Pre-call intent logging is exactly the pattern that separates debuggable agents from black boxes — logging what was supposed to happen makes the delta obvious when it drifts. The staging URL written to prod config with zero errors thrown is a perfect example of silent reasoning failure: the agent was confident, the logs were green, the output was wrong. Interesting approach with K9Audit — that deviation-first lens is where agent observability needs to go.

liuhaotian2024-prog • Mar 15

Your point about lack of visibility into internal agent steps is especially important — many silent failure cases only surface at the end because traditional logging doesn’t show reasoning decisions.

One angle I’ve been exploring is coupling pre‑declared intent contracts with audit traces: instead of just observing what happened, we declare what should happen ahead of time and then measure deviation deterministically. That can make failure attribution clearer without guessing backwards from output.

Curious if you’ve tried combining explicit intent specs with trace/callback systems (like LangSmith) to reduce cognitive load when debugging? Does that match any patterns you’ve found useful?

klement Gunndu • Mar 15

Yes — that combination works well in practice.
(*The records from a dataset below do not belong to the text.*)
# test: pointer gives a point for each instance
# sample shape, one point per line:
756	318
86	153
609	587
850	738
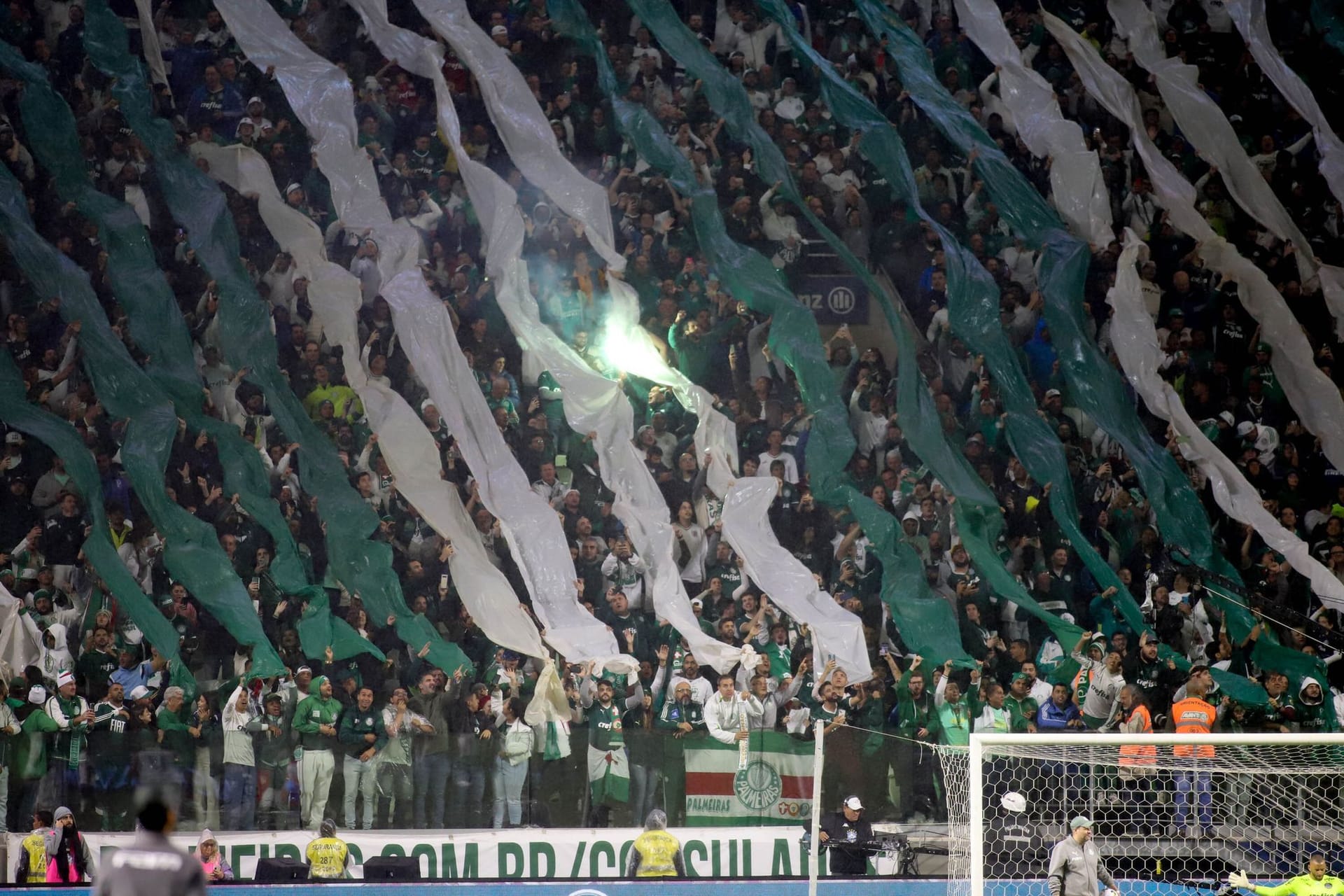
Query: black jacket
846	840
The pattern I've settled on:

Define the expected tool call sequence as a simple list before execution (the "intent spec")
Use LangSmith's callback handler to capture the actual trace
After execution, diff the intent against the trace programmatically

LangSmith's evaluator framework supports custom assertion functions — you write a function that takes the run trace and checks it against your expected sequence. When the agent deviates, the evaluator flags the exact step where intent and action diverged.

The cognitive load reduction is real. Instead of reading 40 lines of trace output and mentally reconstructing what went wrong, you get a single diff: "Expected search_docs at step 3, got calculate_total." That's the debugging session.
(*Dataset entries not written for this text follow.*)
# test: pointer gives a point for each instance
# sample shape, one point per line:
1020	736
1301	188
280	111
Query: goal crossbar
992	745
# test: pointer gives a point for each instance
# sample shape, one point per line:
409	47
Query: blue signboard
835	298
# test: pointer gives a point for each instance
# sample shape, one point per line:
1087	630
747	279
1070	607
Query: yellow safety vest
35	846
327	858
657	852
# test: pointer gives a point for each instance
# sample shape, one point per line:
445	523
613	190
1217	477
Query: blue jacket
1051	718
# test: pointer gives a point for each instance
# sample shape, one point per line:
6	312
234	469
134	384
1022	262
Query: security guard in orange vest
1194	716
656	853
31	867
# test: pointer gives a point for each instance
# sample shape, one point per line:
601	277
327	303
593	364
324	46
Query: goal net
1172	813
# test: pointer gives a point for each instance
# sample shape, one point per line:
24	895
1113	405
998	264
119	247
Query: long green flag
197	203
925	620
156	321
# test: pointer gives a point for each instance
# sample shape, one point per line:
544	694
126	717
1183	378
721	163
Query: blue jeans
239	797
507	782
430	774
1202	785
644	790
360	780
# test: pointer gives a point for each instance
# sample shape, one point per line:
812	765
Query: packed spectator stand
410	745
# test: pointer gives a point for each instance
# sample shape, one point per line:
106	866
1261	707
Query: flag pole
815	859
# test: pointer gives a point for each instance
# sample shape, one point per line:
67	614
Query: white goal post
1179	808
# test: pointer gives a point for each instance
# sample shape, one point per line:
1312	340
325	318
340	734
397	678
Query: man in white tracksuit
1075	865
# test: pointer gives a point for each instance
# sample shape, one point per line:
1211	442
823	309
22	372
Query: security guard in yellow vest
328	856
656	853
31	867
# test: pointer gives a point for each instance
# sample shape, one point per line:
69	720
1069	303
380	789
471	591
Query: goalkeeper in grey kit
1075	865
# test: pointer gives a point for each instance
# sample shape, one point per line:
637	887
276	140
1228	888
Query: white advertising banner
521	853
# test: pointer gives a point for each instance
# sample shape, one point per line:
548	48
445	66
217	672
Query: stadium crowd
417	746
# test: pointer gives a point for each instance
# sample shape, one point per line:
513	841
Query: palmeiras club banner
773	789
One thing I found: the intent spec works best as a sequence of (tool_name, key_constraint) pairs rather than full argument matching. Agents legitimately vary their arguments, but calling the wrong tool in the wrong order is almost always a bug.

klement Gunndu • Mar 15

Yes, that combination works well in practice. We define expected tool-call sequences as structured schemas before execution, then use LangSmith callback handlers to capture the actual trace. The diff between declared intent and observed behavior becomes a concrete, diffable artifact instead of a guessing game.

The biggest win is on multi-step chains — when step 3 of 7 deviates, the intent contract tells you immediately which assumption broke, rather than reading backward from a wrong final output. The run tree visualization maps directly onto the expected sequence, so the deviation point is visible in seconds.

One pattern that has worked: log the intent spec as metadata on the parent run, then a custom evaluator compares it against the actual child runs. Keeps everything in one place and makes regression detection automatic.

klement Gunndu • Mar 15

Intent specs paired with LangSmith callbacks work well in practice — we log a structured expected_action dict before each tool call, then compare it against the actual LangSmith trace to surface deviations automatically instead of reading through raw logs.